Sue Carol Isaacson

Women's Federation President, 2003-2005

Women's Campaign Chair, 2001-2002

1. How did you get involved with Federation CJA, and why?

It is so long ago now that it seems I have always been involved with Federation CJA. Someone one must have canvasses me, but I have no memory of whom or when it might have been. I can only assume that, at some point, I must have asked to be a canvasser myself. Over the years, I became more involved in originations that supported Israel and it was a natural progression to the position of Chair.

You see, my parents raised us to be involved members of society; they taught us that to make a better world we needed to help each other. Attending a Jewish school helped me learn about my Jewish heritage and the importance of tzedekah.

2. My fondest memory to date

Hearing Russian Jewish refugees newly arrived in Israel, signing Roginkes mit Mandlen, a Jewish lullaby. Although, under Soviet rule, they had not been brought up in the Jewish tradition, these teachers had retained memories from their earliest days of their mothers singing them this lullaby. To hear them singing this song in Israel was very moving.
That is the power of caring one for the other. That is the power of tikun olam and tzedakah, and of having a Jewish soul. That is what having a Jewish education means for the future of our children and for our Jewish Nation.

3. A particular moment that impacted me profoundly

The events of September 11, 2001 had the most profound impact on me, as a mother with children, as a Jew, as a human being, but also in my role as the Chair of the Women’s Philanthropy Campaign. We had scheduled the Lion of Judah event for the evening of September 12th. We were so shocked and saddened; we did not what to do. Should we hold the event anyway? Would it be inappropriate or disrespectful to get together and talk about money at a time like this? In the end, we decided that it was important for us to gather as a community in this very difficult time and we proceeded with the event as planned. The tone was very subdued, as you can imagine, and we were not sure if anyone would attend, but, as I stood up to give my speech before a packed room, I saw the faces of my friends, my colleagues, and my city. We were together as a community, to draw strength from each other and to be as one.

4. What advice would you give young women following in your philanthropic footsteps?

I would tell them not to look at what they do in a microcosm. They need to see what is happening in the world around them and understand the impact events can have on them as Jews, on Israel, and how it will affect their children and the future.

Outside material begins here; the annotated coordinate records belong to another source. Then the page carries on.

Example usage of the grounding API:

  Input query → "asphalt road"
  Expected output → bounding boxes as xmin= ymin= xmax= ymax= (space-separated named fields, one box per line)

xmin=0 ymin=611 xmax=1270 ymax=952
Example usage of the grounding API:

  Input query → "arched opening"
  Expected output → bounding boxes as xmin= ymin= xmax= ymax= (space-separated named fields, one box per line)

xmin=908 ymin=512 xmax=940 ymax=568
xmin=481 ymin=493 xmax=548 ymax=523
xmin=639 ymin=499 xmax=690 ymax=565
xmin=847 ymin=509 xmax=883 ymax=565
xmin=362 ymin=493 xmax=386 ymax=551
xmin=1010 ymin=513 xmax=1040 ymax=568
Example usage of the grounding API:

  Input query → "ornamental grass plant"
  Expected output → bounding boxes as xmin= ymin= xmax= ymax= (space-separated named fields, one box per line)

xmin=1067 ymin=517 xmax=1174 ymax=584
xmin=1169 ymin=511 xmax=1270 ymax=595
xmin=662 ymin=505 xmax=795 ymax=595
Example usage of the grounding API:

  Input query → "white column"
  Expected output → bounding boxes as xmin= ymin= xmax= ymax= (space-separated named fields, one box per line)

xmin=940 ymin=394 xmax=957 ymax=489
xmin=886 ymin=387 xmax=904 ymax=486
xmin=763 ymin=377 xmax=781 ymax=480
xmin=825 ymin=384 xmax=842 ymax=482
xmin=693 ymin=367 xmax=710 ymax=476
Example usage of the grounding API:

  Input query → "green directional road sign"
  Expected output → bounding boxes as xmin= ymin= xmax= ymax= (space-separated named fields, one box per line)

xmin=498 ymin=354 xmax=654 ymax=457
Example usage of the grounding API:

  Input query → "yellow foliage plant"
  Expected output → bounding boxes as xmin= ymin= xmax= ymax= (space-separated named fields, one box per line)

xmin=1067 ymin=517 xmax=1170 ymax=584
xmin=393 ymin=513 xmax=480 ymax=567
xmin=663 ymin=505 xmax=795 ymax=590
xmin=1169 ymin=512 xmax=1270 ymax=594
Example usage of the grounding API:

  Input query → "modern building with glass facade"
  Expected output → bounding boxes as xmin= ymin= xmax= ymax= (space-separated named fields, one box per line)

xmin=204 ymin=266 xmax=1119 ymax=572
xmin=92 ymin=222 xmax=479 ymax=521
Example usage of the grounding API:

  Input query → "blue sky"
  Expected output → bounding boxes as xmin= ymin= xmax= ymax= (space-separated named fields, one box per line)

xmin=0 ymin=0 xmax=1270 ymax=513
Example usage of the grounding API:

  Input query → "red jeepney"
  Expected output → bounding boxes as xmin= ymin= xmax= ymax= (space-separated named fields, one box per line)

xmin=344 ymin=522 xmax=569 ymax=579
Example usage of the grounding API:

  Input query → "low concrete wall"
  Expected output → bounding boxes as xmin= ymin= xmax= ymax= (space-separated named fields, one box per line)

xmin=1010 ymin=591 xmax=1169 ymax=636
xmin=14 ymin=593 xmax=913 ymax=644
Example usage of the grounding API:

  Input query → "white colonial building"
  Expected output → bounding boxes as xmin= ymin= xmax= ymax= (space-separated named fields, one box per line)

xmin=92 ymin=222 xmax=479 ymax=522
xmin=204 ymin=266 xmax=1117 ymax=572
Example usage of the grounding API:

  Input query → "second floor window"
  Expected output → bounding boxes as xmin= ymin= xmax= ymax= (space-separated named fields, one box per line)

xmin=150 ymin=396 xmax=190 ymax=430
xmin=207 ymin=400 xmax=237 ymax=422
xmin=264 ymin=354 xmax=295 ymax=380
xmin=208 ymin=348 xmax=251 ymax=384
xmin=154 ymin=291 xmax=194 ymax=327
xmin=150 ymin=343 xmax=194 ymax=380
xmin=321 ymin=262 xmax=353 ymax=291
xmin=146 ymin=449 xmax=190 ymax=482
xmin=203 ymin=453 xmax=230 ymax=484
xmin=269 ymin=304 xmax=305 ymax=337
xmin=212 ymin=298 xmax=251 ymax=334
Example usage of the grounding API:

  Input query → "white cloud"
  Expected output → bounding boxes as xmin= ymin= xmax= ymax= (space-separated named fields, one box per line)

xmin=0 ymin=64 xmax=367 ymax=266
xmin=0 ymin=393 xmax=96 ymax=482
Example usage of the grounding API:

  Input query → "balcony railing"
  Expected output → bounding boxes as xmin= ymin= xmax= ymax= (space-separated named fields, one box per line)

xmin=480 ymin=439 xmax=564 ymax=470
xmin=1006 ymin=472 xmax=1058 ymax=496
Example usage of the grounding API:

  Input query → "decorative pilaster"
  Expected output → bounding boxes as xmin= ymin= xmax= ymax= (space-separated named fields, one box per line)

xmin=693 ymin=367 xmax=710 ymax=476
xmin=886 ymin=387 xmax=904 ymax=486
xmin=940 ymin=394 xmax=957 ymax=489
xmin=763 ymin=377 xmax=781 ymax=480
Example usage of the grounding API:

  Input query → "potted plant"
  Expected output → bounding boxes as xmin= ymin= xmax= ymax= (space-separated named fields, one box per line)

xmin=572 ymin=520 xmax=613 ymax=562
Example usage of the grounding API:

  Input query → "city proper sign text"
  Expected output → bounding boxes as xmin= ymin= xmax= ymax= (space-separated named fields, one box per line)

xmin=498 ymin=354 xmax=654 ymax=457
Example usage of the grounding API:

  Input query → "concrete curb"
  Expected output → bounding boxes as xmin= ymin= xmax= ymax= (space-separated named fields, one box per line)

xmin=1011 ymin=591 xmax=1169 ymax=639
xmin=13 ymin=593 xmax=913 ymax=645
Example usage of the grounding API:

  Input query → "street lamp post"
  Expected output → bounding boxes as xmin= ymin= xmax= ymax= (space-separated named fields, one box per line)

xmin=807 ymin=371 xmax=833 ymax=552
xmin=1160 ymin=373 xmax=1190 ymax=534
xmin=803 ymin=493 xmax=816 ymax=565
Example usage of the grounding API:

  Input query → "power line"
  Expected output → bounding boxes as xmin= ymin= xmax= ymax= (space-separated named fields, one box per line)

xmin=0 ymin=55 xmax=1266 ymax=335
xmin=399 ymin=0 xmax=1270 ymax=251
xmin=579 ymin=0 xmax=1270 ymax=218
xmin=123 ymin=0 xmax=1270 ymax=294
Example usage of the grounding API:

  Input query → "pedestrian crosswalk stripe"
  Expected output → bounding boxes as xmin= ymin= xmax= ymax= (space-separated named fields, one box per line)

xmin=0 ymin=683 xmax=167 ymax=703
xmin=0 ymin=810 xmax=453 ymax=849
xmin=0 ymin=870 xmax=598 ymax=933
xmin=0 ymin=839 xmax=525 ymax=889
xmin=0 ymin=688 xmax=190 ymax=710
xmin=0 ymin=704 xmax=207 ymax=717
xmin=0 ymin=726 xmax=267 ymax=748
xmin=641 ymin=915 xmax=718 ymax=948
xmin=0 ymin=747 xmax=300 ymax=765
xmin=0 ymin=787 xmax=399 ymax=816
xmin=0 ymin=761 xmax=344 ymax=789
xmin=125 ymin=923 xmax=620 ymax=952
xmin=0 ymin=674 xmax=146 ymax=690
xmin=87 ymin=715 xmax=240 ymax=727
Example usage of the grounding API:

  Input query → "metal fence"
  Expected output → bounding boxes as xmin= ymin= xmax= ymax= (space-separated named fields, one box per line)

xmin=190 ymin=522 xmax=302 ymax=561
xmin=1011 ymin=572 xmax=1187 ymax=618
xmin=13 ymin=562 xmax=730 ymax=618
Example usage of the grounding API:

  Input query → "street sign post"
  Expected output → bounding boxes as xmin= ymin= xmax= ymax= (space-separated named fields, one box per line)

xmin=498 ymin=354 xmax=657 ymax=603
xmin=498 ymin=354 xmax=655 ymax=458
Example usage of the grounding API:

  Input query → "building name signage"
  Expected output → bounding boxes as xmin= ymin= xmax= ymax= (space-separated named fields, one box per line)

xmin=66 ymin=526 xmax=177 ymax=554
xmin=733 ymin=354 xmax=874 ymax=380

Being involved in community creates wonderful friends for life. It sets and example for others and allows people to come together with hope and good will.

5. What is my legacy?

Women as a force; I believe strongly, and I believe evidence supports me, that women are the future of Jewish philanthropy. There are more women in the corporate world, more women are inheriting estates as they live longer than men, and I tried to stress this in the CJA’s fundraising efforts. With women becoming power houses and being able to allocate funds this should be a priority issue for Women’s Philanthropy. I believed this during my tenure as Chair and I believe it now.